In Jones' blog, he tells his personal story as a straight man trying to understand homosexuality: from his mother's assurance that she will love him "no matter whom he loves," to a high school friend who was likely a closet homosexual and who died of AIDS.

Despite recounting his earlier days of arguing that "biblical prohibitions to homosexual sex should be taken seriously," Jones admits his experiences and feelings led him toward a different conclusion.

"And yet," Jones writes, "all the time I could feel myself drifting toward acceptance that gay persons are fully human persons and should be afforded all of the cultural and ecclesial benefits that I am."

Jones acknowledges that detractors against the somewhat nebulous and hard-to-define Emergent churches will pick up on his statement and repeat a common refrain of criticism.

"'Aha!' my critics will laugh derisively, 'I knew he and his ilk were on a continuous leftward slide!'" Jones admits.

Some of the comments show he was correct in his prediction.

"So, your statement is that you believe this. ... Why do you believe it?
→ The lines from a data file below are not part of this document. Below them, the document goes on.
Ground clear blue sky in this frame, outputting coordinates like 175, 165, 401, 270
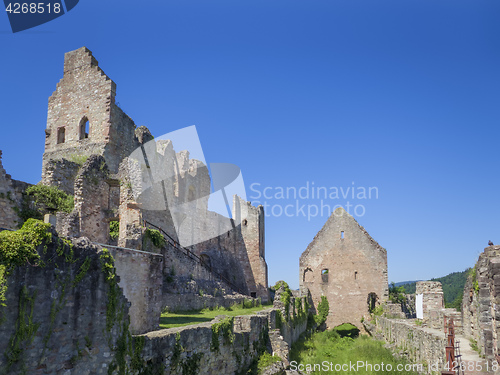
0, 0, 500, 287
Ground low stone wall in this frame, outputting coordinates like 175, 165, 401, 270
136, 314, 269, 375
162, 294, 253, 312
372, 317, 446, 373
106, 245, 163, 334
0, 232, 128, 375
135, 309, 302, 375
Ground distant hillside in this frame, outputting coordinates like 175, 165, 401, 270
396, 268, 470, 307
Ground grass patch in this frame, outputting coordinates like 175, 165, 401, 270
290, 330, 417, 375
160, 304, 270, 329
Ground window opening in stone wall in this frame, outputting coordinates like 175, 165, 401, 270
80, 117, 90, 139
57, 128, 66, 144
321, 268, 328, 283
200, 254, 212, 269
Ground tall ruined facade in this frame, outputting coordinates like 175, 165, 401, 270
299, 208, 389, 329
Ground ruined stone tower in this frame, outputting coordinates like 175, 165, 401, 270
42, 47, 150, 193
300, 208, 389, 329
37, 47, 268, 308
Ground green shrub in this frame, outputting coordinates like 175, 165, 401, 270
15, 185, 74, 223
333, 323, 359, 338
0, 219, 52, 305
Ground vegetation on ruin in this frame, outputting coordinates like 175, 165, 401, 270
468, 264, 479, 294
210, 316, 234, 352
160, 304, 270, 329
68, 154, 89, 165
14, 184, 75, 223
333, 323, 359, 339
0, 219, 102, 370
314, 296, 330, 326
257, 352, 282, 374
469, 338, 481, 356
290, 330, 417, 375
0, 219, 52, 306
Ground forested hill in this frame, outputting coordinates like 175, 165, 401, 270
400, 268, 470, 307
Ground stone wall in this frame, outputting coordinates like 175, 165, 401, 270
41, 158, 82, 195
131, 309, 303, 375
372, 317, 446, 373
0, 232, 128, 375
42, 47, 146, 182
299, 208, 389, 329
107, 246, 163, 334
415, 281, 444, 319
462, 246, 500, 361
57, 155, 118, 244
0, 151, 30, 229
162, 239, 250, 311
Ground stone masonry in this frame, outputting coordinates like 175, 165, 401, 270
299, 208, 388, 330
462, 246, 500, 361
0, 151, 30, 229
38, 47, 268, 301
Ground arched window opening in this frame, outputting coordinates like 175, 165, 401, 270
302, 267, 313, 282
321, 268, 328, 283
366, 292, 378, 314
57, 128, 66, 144
80, 117, 90, 140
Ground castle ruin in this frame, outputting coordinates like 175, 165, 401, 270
0, 47, 269, 333
299, 208, 388, 329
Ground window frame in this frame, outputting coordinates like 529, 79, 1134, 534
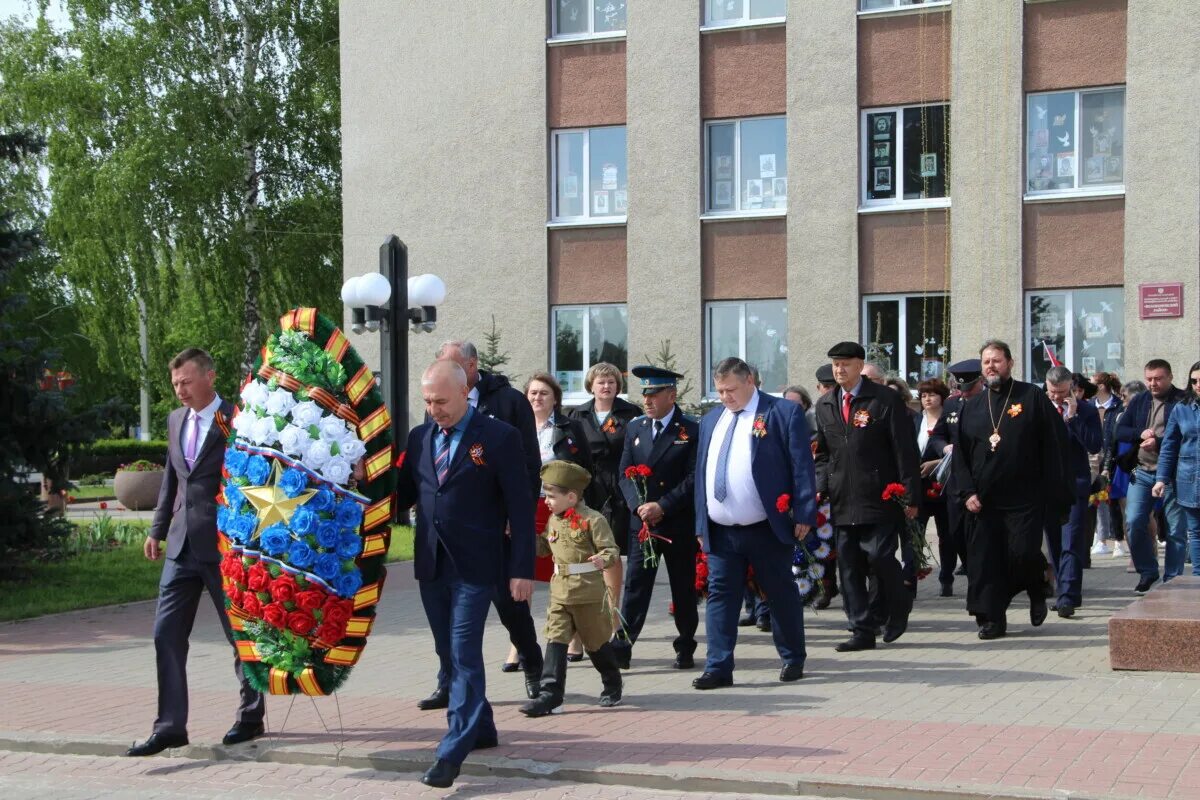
546, 0, 629, 44
1021, 84, 1129, 203
702, 297, 791, 401
1020, 285, 1128, 383
859, 291, 954, 383
550, 302, 629, 405
700, 0, 787, 32
858, 101, 954, 211
548, 125, 629, 228
701, 114, 792, 219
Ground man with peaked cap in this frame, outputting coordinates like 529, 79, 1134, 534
816, 342, 920, 652
613, 366, 700, 669
932, 359, 983, 597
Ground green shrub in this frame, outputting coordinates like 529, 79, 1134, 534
71, 439, 167, 475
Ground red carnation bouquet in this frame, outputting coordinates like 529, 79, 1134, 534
625, 464, 671, 566
883, 483, 934, 581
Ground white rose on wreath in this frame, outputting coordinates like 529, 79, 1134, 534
304, 440, 329, 470
266, 389, 296, 416
292, 401, 322, 428
320, 456, 350, 483
241, 380, 269, 410
280, 425, 312, 456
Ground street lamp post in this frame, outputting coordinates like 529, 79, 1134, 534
342, 235, 446, 451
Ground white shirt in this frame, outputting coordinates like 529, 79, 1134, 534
179, 395, 221, 458
704, 390, 767, 525
650, 408, 674, 439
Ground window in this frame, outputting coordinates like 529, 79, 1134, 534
1025, 86, 1124, 194
704, 116, 787, 213
704, 0, 787, 26
862, 103, 950, 206
1025, 287, 1124, 383
550, 306, 629, 399
863, 294, 950, 386
551, 125, 629, 222
550, 0, 625, 38
706, 300, 787, 395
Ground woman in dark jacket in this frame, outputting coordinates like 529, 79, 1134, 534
570, 362, 642, 632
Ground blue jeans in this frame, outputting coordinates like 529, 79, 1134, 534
1126, 468, 1194, 581
1180, 505, 1200, 575
420, 559, 496, 764
704, 521, 808, 678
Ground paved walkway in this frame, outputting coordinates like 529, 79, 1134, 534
0, 546, 1200, 798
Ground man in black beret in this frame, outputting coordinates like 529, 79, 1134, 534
816, 342, 920, 652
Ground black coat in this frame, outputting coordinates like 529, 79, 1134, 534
569, 397, 642, 537
620, 405, 700, 547
815, 379, 922, 525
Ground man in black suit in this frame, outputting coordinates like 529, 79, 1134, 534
126, 348, 264, 756
816, 342, 920, 652
416, 341, 542, 711
613, 367, 700, 669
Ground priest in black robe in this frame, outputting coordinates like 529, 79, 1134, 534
953, 339, 1072, 639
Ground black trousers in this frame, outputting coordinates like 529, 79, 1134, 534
836, 522, 912, 639
154, 543, 265, 735
966, 506, 1046, 622
616, 530, 700, 656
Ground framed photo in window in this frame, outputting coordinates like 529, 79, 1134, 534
872, 167, 892, 192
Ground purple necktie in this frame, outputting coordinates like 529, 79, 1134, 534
184, 411, 200, 469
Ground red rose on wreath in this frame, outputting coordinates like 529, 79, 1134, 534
295, 589, 325, 612
246, 561, 271, 591
240, 591, 263, 616
270, 573, 296, 603
314, 622, 346, 644
288, 610, 317, 636
320, 597, 354, 625
263, 603, 288, 627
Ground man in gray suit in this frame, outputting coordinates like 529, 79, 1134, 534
126, 348, 264, 756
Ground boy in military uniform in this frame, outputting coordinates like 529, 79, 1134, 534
521, 461, 622, 717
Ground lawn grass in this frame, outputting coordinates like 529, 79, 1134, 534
0, 525, 413, 621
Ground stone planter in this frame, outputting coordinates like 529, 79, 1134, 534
113, 469, 164, 511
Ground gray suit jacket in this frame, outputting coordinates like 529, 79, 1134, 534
150, 401, 233, 564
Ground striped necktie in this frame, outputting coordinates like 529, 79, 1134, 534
433, 428, 454, 486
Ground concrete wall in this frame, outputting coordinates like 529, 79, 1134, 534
787, 0, 859, 386
1124, 0, 1200, 376
341, 0, 548, 431
950, 2, 1024, 375
626, 0, 704, 402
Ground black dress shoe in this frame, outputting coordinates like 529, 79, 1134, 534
979, 622, 1008, 639
691, 672, 733, 690
221, 722, 266, 745
421, 758, 458, 789
125, 733, 187, 756
1030, 597, 1050, 627
779, 664, 804, 684
416, 688, 450, 711
834, 636, 875, 652
883, 616, 908, 644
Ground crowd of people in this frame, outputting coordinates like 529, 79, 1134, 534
130, 341, 1200, 787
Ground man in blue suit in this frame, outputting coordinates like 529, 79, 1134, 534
692, 359, 817, 690
396, 361, 535, 788
1045, 367, 1104, 619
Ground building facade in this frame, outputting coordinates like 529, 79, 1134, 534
341, 0, 1200, 422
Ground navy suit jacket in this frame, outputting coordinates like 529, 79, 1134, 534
696, 392, 817, 553
396, 411, 536, 587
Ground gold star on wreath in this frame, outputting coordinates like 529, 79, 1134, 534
241, 461, 317, 536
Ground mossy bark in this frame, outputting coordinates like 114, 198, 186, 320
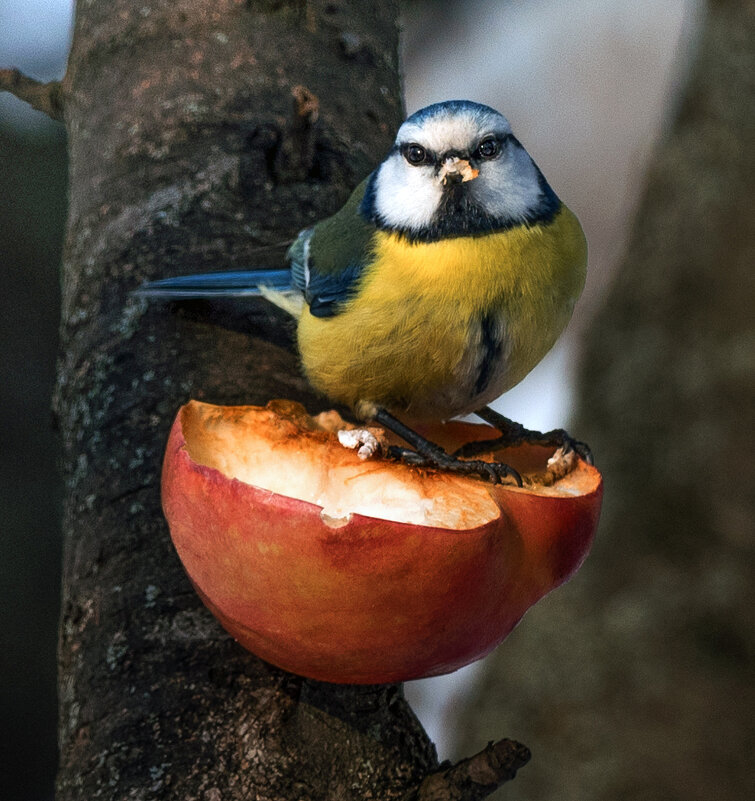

Because it seems right to you?" asks a respondent identified as Michael C.

"I suppose if you re-define Biblical Christianity to mean: whatever I believe is biblical Christianity, and there is no outside authority to judge it – then yes it can be in accord. If however you mean biblical Christianity as judged by the Bible, then no it cannot be in accord," Michael C. writes. "I'm sorry to say but these arguments that I've heard from the Emergent movement seem to rely a whole lot more pleading and a lot less on Biblical exegesis (our rule and faith – especially when you say 'biblical' Christianity)."

Other comments, naturally, supported same-sex marriage.

"Gay people exist," writes Public Defender. "Gay families exist. Society cannot stop gay people from having sex or raising families. Why do you want to discourage monogamy and stable homes for these children?"

Fellow blogger and theologian Rod Dreher, whom Jones invited into a "blogalogue" on the subject, summed up his argument this way:

"Emotionally, I'd just as soon say, 'Let everybody marry, it's nothing to me.' I want my gay friends to be happy," writes Dreher. "But truth is not determined by emotion, as I see it, and certainly I find it epistemologically arrogant to assume that an early 21st-century white American bourgeois male can stand in judgment of Scripture and the Church, and the long, long experience of humankind on marriage."